The basic monitor and it's worker look something like this:

  save-mon (fn [{:keys [mid-circle-size ndry-runs poll-reply]}]
             (debug "persistence worker heartbeat (iteration)...")
             (reset! _save_loops 0))
  saver (mq/worker (epr/connection :queue) *dump*
          {:handler (fn [{:keys [message attempt]}]
                      (save-it! cfg message)
                      {:status :success})
           :monitor save-mon
           :nthreads 1})

and then in the main body of the function we have something that checks to see if the _save_loops atom has been reset recently enough:

  (let [sc (swap! _save_loops inc)]
    (when (< 50 sc)
      (warnf "Persistence worker hasn't cycled for %s sec -- Restarting!" sc)
      (reset! _save_loops 0)
      (infof "Stopping the persistence worker... [%s]"
             (if (mq/stop saver) "ok" "FAIL"))
      (infof "Starting the persistence worker... [%s]"
             (if (mq/start saver) "ok" "FAIL"))))

This all took a while to figure out, but after a time, I got it working, and it appeared to be working. But the stopping and starting just weren't doing the right things. Add to this, the background that in the other data center, I had multiple installations of this where the workers weren't in trouble at all.

I'm starting to think it's the redis server. That will likely be the next thing I do - restart the redis server and hope that clears any odd state that might be there.

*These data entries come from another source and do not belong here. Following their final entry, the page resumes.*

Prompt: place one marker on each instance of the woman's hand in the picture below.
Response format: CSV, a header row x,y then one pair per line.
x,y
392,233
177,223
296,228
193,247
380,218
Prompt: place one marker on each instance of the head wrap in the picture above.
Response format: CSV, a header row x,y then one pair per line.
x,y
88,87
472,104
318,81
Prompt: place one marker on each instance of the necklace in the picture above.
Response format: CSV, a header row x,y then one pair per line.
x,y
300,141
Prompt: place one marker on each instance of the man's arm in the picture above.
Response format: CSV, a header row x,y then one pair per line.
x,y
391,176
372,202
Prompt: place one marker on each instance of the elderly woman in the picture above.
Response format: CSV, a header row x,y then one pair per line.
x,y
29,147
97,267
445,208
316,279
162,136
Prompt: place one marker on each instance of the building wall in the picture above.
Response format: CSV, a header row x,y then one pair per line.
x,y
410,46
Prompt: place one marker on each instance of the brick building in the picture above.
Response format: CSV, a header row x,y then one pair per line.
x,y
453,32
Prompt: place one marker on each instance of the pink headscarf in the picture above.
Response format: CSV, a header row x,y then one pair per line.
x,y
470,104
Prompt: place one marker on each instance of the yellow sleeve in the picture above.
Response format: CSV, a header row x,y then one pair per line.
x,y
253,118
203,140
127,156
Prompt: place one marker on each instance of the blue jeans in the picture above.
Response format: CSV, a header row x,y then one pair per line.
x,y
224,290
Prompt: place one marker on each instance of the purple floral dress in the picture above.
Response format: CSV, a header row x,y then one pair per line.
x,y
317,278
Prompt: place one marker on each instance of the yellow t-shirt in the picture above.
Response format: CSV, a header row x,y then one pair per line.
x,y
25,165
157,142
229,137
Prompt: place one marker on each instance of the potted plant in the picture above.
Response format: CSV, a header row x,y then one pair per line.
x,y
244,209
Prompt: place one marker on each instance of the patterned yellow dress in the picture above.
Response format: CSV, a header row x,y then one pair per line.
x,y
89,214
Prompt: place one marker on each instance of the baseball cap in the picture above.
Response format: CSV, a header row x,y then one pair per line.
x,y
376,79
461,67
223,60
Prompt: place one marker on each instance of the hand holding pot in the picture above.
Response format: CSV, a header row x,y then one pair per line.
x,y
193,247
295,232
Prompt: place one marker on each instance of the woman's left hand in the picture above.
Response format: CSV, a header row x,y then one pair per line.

I do wish this would settle down.

UPDATE: I emailed Peter, the author, and he asked me to check the logs - and in this case the timbre logs - his logging package. These go to standard out, and I had forgotten about the. Sure enough, there was useful data there, and all the stops and starts were logged as well. At this point, I believe it's something in redis, and it has been successfully cleared out. But if it happens again, I'll dump the redis database and start fresh - it's just the queue data.